03 — How to Build It

Building Your Gantt Chart — Step by Step

1
Start from the WBS
Copy your work packages from the WBS template into the Task Name column — grouped by phase. Your Gantt chart should include every work package in the WBS. If a task is in the WBS but not the Gantt, it is not scheduled. If it is in the Gantt but not the WBS, it is not in scope.
2
Estimate durations — conservatively
Use three-point estimation (optimistic, most likely, pessimistic) for uncertain tasks: PERT estimate = (O + 4M + P) ÷ 6. For tasks with historical data, use actuals from past projects. Add 10–20% schedule contingency at the phase level — not hidden inside individual task estimates.
3
Map dependencies before setting start dates
Fill in the Predecessor column for every task before entering start weeks. Let dependencies drive start dates — do not place tasks based on gut feel and then assign a predecessor to match. The predecessor determines the start date; the start date does not determine the predecessor.
4
Assign owners from the Resource Plan
Cross-check the Owner column against the Resource Plan allocation grid. If the same person is assigned to five tasks in Week 3 and their resource plan allocation is 50%, they cannot deliver five full tasks that week. The Gantt and Resource Plan must be consistent — any conflict discovered here needs to be resolved before the schedule is baselined.
5
Add milestones at phase gates and key decisions
Set milestone rows (Type = Milestone, Duration = 0) at the end of each phase, at key decision points (go/no-go gates), at any external dependency dates (regulatory submission, client review), and at contractual delivery dates. Milestones are the events a sponsor and steering committee will track — everything else is the PM's business.
6
Update % Complete each reporting period
Update the % Complete column at each reporting period using your agreed measurement technique. The bar splits automatically — green (done) and violet (remaining) — giving a visual progress indicator. The same % Complete values feed the EV column in the EVM Tracker if you are using earned value management.
04 — FAQ

Gantt Chart — 4 Common Questions

A Gantt chart is a horizontal bar chart showing a project schedule — tasks on the vertical axis, time on the horizontal axis. Each task is a bar whose length equals its duration. Gantt charts show which tasks are simultaneous, which are sequential, where milestones fall and how much of each task is complete.
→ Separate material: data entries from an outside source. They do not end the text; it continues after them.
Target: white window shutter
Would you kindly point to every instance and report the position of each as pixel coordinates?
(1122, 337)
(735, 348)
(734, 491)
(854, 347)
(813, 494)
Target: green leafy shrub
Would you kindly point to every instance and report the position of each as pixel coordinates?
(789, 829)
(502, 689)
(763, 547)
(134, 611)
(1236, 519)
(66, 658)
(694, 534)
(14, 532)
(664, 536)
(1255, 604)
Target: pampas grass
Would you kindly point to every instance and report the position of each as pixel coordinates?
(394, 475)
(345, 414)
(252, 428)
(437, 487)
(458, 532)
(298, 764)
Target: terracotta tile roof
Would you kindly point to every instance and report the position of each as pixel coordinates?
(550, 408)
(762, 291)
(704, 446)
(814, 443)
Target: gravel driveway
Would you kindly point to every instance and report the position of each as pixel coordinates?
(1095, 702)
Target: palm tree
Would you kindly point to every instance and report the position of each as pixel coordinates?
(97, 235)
They are the most widely used schedule visualisation tool in project management and are tested on the PMP exam in the context of schedule development and control.
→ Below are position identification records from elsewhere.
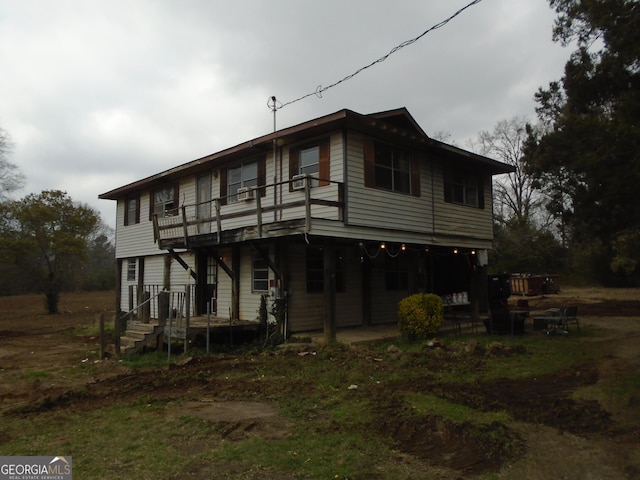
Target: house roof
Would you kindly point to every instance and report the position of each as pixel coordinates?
(394, 125)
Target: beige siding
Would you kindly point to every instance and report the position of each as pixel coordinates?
(249, 300)
(382, 209)
(224, 286)
(307, 310)
(460, 220)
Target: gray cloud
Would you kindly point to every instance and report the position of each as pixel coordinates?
(97, 94)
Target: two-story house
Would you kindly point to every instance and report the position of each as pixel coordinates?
(345, 214)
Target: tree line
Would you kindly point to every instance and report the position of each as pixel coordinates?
(569, 207)
(49, 243)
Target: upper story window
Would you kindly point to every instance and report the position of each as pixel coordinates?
(131, 270)
(463, 188)
(392, 169)
(241, 176)
(164, 201)
(132, 210)
(388, 167)
(249, 174)
(311, 159)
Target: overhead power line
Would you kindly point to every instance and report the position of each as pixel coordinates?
(275, 105)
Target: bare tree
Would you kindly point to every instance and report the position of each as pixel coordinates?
(11, 178)
(514, 194)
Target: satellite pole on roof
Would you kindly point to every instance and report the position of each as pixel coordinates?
(273, 105)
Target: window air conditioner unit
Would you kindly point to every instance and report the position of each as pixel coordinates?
(246, 193)
(299, 181)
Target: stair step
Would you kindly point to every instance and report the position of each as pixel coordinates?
(141, 327)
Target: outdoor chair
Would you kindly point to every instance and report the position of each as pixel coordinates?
(560, 323)
(570, 315)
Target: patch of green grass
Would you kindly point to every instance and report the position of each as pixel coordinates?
(313, 455)
(124, 441)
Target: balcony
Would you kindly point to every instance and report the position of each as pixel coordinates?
(278, 209)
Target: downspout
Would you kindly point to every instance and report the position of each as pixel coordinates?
(345, 177)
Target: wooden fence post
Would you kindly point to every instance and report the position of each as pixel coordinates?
(100, 319)
(116, 329)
A complete Gantt chart should include: task names and IDs; task owner; start date/week and duration; task dependencies (which tasks must finish before others can start); milestone markers for key deliverables or decision points; percentage complete for progress tracking; and a today line or status date marker. Optional: colour coding by phase, critical path highlighting, and resource assignments. This template includes all the essentials in a clean Excel format.
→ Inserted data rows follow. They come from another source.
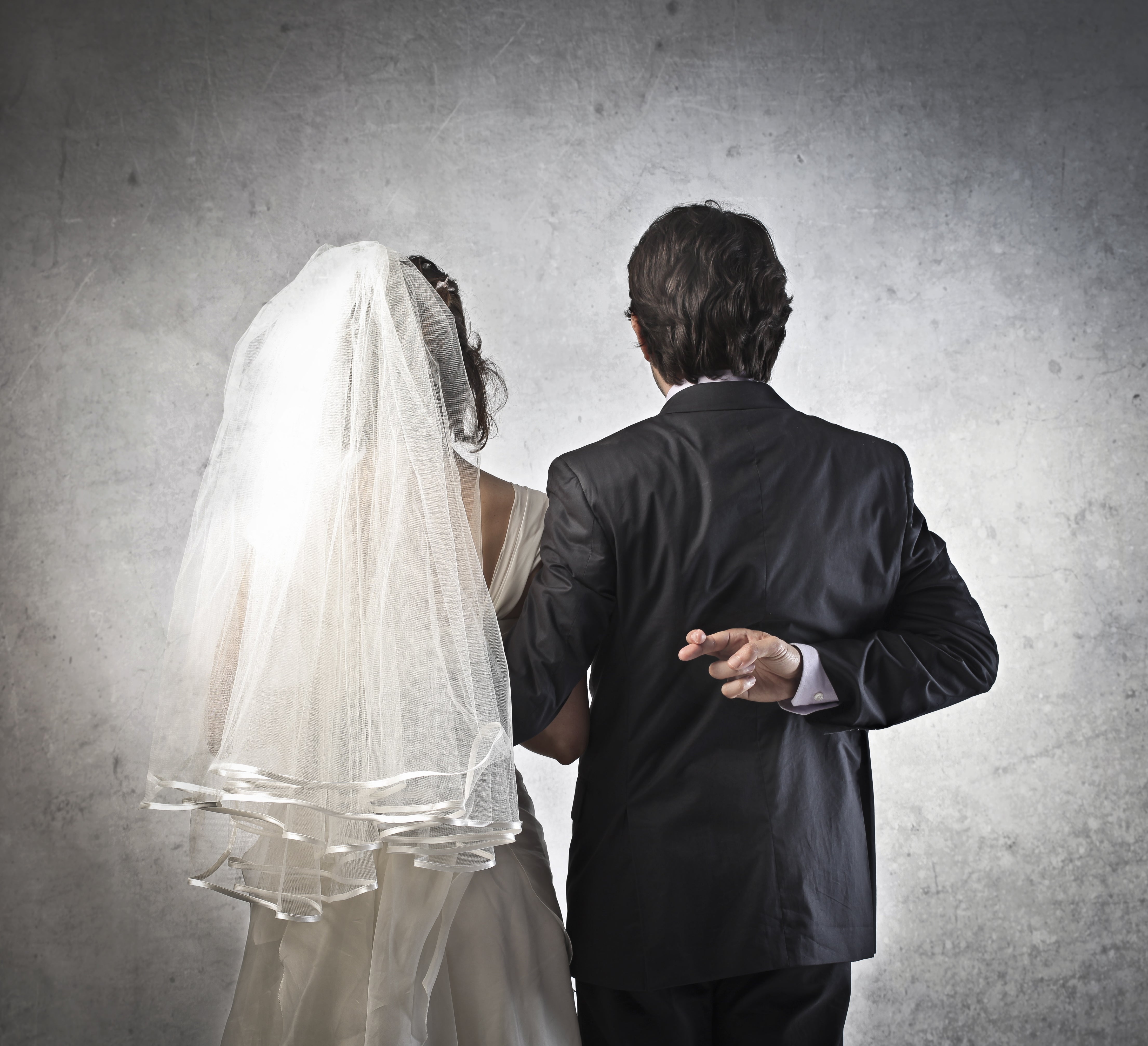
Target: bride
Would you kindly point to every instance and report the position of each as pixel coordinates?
(335, 693)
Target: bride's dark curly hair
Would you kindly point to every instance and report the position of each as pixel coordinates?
(487, 384)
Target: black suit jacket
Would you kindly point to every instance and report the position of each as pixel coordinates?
(718, 837)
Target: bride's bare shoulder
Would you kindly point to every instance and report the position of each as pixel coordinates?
(498, 500)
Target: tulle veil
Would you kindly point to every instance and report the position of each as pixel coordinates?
(335, 679)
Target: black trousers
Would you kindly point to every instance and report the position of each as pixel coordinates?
(800, 1006)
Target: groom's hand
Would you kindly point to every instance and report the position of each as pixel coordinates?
(759, 666)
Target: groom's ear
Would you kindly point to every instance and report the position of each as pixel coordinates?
(638, 334)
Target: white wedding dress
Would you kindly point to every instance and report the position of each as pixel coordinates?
(504, 977)
(333, 709)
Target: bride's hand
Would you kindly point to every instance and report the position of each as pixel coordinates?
(759, 666)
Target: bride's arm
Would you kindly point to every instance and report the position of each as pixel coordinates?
(566, 737)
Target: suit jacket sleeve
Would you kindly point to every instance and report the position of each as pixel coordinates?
(933, 650)
(568, 609)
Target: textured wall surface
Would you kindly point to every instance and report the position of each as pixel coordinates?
(959, 191)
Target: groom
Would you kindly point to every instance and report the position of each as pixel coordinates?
(721, 875)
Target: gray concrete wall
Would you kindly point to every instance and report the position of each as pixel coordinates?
(958, 189)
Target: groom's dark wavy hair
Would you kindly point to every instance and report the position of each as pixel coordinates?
(709, 292)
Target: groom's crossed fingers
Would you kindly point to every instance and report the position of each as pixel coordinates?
(747, 657)
(735, 653)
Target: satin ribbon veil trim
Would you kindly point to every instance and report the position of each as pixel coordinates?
(402, 829)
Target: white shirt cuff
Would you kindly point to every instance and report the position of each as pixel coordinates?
(814, 693)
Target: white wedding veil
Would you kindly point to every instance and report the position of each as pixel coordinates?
(335, 679)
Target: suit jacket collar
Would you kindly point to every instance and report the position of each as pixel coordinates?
(724, 395)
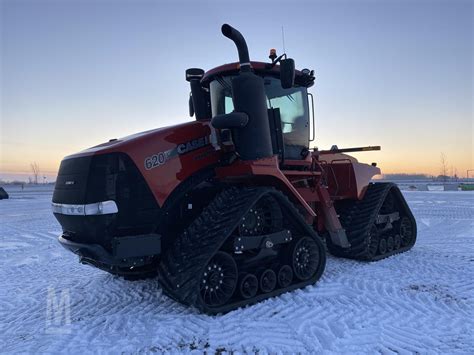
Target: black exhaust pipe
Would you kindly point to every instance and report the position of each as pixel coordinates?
(239, 40)
(249, 121)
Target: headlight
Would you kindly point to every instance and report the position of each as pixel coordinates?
(91, 209)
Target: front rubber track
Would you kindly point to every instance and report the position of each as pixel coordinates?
(184, 262)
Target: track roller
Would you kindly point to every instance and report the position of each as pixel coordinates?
(268, 281)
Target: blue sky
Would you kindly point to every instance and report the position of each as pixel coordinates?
(394, 73)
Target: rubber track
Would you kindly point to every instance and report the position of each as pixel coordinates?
(357, 219)
(183, 264)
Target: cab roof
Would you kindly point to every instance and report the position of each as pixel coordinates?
(259, 68)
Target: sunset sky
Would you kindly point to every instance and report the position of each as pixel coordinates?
(393, 73)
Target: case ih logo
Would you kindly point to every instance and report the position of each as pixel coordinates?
(161, 158)
(193, 145)
(157, 160)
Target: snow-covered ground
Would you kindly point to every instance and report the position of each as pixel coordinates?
(418, 302)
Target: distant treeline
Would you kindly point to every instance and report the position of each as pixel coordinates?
(425, 177)
(402, 176)
(18, 182)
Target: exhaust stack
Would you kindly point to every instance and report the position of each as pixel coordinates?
(249, 121)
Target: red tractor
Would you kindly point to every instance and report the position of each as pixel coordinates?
(234, 207)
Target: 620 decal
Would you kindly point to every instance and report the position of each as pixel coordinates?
(157, 160)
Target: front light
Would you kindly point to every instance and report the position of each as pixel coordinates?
(91, 209)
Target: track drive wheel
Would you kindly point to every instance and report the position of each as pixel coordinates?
(406, 231)
(218, 280)
(305, 258)
(248, 286)
(268, 281)
(285, 276)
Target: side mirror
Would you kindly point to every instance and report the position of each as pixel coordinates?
(287, 73)
(194, 74)
(191, 106)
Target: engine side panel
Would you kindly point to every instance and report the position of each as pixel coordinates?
(165, 157)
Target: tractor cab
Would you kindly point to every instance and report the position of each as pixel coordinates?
(290, 110)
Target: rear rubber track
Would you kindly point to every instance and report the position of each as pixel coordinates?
(359, 217)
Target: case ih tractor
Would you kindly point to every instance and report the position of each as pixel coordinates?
(234, 207)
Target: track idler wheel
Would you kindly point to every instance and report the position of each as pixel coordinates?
(390, 244)
(218, 280)
(248, 286)
(305, 258)
(397, 242)
(264, 217)
(285, 276)
(373, 241)
(406, 231)
(383, 246)
(268, 281)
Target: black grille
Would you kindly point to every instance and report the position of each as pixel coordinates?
(105, 177)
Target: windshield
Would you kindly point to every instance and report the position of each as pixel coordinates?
(293, 105)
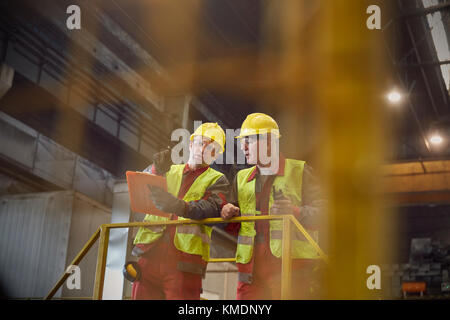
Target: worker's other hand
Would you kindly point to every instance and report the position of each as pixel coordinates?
(162, 161)
(167, 202)
(229, 211)
(280, 207)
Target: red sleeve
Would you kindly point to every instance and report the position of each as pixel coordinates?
(297, 213)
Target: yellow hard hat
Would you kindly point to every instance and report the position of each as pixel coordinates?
(212, 131)
(259, 123)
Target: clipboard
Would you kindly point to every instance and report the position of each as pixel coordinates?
(140, 200)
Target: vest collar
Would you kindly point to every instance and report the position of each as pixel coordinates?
(280, 172)
(198, 170)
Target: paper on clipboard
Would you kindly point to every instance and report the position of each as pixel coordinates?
(140, 200)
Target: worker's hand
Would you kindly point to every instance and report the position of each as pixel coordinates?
(229, 211)
(167, 202)
(280, 207)
(162, 161)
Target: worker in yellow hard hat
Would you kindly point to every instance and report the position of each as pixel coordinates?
(288, 187)
(172, 260)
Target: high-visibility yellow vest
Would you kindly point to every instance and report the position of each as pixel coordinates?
(189, 238)
(291, 185)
A project schedule is the full planning document — WBS, task durations, resource assignments, costs, dependencies and risk. A Gantt chart is a visual representation of the time dimension of that schedule. The Gantt communicates timing and sequencing to stakeholders who need to understand the plan without the full detail. Most PM tools generate a Gantt view from the underlying schedule data. For a schedule that includes critical path analysis, use the Critical Path Calculator alongside this template.
Dependencies are shown either with arrow connectors between bars (in dedicated PM tools) or with a Predecessor column listing the Task ID of the preceding task (in Excel Gantt charts). The most common type is Finish-to-Start (FS) — Task B cannot start until Task A finishes. The template tracks dependencies in the Predecessor column rather than drawing arrows, which keeps the visual clean in Excel. The four dependency types are FS, SS (Start-to-Start), FF (Finish-to-Finish) and SF (Start-to-Finish) — FS covers around 90% of real project dependencies.